Nathalie Paillon est chargée de mission à l’ObsAR, l’Observatoire des achats responsables. Elle nous explique comment la problématique des achats responsables est devenue centrale non seulement dans la relation entre les grandes entreprises et leurs fournisseurs, mais aussi dans la politique RSE de ces grands acteurs économiques.
Nathalie Paillon
consultante à l’ObsAR
U&R
Pourquoi l’ObsAR a-t-il été créé ?
NP
Les premières actions ont démarré en 2008, à une époque où les difficultés entre les grandes entreprises et les PME étaient révélées -- c’était notamment l’époque des états généraux de l’industrie. Un certain nombre d’acteurs publics et privés, notamment Pierre Pelouzet, qui était alors à la tête du Conseil National des Acheteurs (CDAF), et Gérard Brunaud, alors chargé interministériel pour les achats responsables, ont identifié le sujet des achats comme étant clé dans cette relation, avec l’idée qu’il fallait mettre en place des pratiques plus responsables entre ces deux catégories d’entreprise. Cela a démarré comme ça, avec un colloque sur la question de l’achat responsable qui a attiré énormément de monde.
U&R
Quelles activités l’ObsAR met-il en place pour soutenir les politiques d’achats responsables ?
NP
Notre rôle est de promouvoir, sensibiliser et communiquer sur les bonnes pratiques.

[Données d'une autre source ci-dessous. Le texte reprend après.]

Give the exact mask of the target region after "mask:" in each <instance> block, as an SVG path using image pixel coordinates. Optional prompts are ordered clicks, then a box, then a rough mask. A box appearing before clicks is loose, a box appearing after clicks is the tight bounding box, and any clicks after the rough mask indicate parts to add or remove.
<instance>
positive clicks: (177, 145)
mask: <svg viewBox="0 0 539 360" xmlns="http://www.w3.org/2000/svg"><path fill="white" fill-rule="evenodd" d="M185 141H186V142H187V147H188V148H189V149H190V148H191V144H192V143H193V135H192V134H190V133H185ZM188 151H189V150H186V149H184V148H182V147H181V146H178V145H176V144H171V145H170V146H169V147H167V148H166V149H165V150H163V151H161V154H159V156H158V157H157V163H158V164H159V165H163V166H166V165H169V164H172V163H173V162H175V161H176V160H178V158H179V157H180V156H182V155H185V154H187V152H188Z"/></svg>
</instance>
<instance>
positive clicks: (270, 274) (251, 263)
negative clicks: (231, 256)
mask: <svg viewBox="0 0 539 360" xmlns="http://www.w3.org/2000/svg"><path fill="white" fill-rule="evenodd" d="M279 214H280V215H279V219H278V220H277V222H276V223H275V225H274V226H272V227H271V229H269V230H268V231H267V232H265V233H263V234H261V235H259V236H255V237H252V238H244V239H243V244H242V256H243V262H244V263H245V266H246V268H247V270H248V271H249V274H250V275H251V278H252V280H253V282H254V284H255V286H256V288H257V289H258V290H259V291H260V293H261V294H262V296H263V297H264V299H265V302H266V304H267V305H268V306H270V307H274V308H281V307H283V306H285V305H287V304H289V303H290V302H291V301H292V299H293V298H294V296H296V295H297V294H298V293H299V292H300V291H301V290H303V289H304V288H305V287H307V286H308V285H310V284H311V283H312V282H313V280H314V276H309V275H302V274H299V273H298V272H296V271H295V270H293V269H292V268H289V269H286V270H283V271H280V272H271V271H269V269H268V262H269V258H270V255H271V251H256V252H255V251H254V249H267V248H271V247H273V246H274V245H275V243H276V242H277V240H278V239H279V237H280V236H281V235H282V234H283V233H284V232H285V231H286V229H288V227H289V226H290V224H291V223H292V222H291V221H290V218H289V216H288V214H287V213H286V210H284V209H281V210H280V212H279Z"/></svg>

Annuellement, on réalise un baromètre qui permet d’identifier les problématiques et les principaux freins à la mise en œuvre des achats responsables. Dans cette enquête annuelle, on voit que certains freins comme les contraintes budgétaires et les objectifs contradictoires sont en forte diminution. Aujourd’hui, il existe une problématique d’adéquation entre la politique d’achats responsables et l’intérêt business : les organisations ne savent pas toujours comment relier les deux. Et puis il y a un frein opérationnel, avec la mise en place d’indicateurs pertinents, de formations, d’un processus de pilotage. À partir de ces freins, nous développons des groupes de travail dans lesquels nous faisons intervenir nos adhérents et des experts pour partager des bonnes pratiques, qu’on diffuse ensuite. Sur les sujets plus problématiques, on propose des méthodologies spécifiques pour traiter ces points.
U&R
Comment voyez-vous la thématique des achats responsables évoluer ?
NP
Au tout début, elle a été portée par des personnes impliquées personnellement. Ensuite elle a un peu souffert de la crise, jusqu’à 2013-2014. Aujourd’hui, elle est portée par des normes et une forme de pression réglementaire. Les achats responsables sont clairement définis dans la norme ISO 20400 : ce sont des achats pour lesquels on va essayer de maximiser les impacts positifs tout au long du cycle de vie du produit ou service, et bien sûr diminuer les impacts négatifs. Cette approche mène à considérer de nouveaux pans qui viennent de la responsabilité sociale des entreprises (RSE) : l’environnement et le social, sans oublier le volet économique. Les achats responsables sont donc maintenant ancrés dans les organisations. Le sujet est connu mais il reste à systématiser. Les grandes entreprises sont très avancées : elles ont pris de plein fouet ces réglementations, car les relations fournisseurs sont un pan très important de la RSE. Le sujet est beaucoup moins avancé dans les PME ou dans certains secteurs économiques. Mais globalement, on a atteint un certain niveau de maturité : aujourd'hui, tout le monde sait à peu près ce que ce sont les achats responsables. On voit aussi arriver de nouveaux sujets. La réglementation amène les organisations achats à se pencher sur certains sujets de manière plus méthodologique, notamment la lutte anti-corruption. Et puis, dans la lignée de l’idée de systématiser les achats responsables, il devient indispensable de cartographier ses risques. Ce sont les deux gros sujets des années à venir.